Beijing plans to invest 120 million yuan (16 million U.S. dollars) in restoration of cultural sites this year, in order to present an original look of the sites to visitors during the Olympic Games.
The renovation projects include the Confucius Temple, the Imperial College, the Imperial Ancestral Temple and 28 other historical or cultural sites this year, vice director of Beijing Cultural Relics Bureau Yu Ping said.
Tourist explanation boards written both in English and Chinese languages would be placed in more than 300 major historical and cultural sites under municipality protection before the Olympics, Yu said.
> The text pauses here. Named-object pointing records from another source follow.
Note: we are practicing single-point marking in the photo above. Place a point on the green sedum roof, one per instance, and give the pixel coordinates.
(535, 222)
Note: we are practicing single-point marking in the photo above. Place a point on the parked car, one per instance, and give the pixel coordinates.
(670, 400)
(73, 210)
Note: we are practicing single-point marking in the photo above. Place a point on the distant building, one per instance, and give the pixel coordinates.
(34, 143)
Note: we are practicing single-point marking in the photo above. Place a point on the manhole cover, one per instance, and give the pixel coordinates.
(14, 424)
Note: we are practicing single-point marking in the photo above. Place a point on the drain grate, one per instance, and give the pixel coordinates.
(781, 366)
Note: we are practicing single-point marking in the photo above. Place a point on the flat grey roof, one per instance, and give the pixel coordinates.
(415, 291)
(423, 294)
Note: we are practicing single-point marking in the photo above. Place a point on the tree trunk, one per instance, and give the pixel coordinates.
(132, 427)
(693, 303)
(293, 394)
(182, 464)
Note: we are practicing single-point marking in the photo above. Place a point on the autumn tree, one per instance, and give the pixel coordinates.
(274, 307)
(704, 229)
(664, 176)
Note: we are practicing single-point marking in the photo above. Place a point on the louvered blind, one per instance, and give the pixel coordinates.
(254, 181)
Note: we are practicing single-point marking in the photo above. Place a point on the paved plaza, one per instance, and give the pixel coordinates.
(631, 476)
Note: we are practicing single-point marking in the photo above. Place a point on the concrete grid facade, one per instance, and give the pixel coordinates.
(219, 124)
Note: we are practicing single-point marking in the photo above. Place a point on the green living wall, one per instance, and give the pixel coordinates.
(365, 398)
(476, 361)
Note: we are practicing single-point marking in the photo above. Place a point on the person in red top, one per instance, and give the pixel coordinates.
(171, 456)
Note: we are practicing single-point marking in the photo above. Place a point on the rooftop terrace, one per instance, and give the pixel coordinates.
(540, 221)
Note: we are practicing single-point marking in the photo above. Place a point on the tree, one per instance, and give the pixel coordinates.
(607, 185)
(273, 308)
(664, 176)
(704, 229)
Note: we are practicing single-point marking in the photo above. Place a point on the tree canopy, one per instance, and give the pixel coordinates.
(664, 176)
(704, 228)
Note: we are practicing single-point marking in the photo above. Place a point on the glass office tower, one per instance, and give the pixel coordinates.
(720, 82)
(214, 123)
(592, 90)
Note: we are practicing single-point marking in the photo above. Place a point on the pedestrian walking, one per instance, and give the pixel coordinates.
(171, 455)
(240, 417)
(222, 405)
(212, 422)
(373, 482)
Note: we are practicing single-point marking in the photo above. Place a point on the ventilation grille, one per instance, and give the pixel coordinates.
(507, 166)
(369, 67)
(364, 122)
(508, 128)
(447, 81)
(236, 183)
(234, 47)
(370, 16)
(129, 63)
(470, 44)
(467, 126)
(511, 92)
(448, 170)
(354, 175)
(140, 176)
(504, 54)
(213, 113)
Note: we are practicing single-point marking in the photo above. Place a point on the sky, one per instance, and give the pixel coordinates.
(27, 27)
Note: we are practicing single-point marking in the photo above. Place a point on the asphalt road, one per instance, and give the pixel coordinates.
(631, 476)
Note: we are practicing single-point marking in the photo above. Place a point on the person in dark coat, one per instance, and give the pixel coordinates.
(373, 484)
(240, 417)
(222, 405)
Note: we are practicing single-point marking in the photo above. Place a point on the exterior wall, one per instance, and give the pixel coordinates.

The bureau also printed six million copies of Chinese-English tourist maps of Beijing's cultural sites. During the Olympic Games, the maps would be handed out at the Beijing International Airport, in international airlines, Olympic Village, hotels and restaurants.
Renovation projects also include the Siheyuan, a compound with houses around a courtyard, and Hutong, alleys formed by lines of Siheyuan, which were the main living quarters for old Beijingers. As unique constructions, Hutong and Siheyuan have attracted an increasing number of foreign tourists in recent years.
The projects, involving 44 Hutongs, 1,474 courtyards and about 10,000 residents, are expected to be completed at the end of June in the hope of protecting the old buildings as well as improving people's living conditions.
According to the plan of restoring cultural sites, Beijing would spend 1.2 billion yuan to have all the sites renovated in eight years.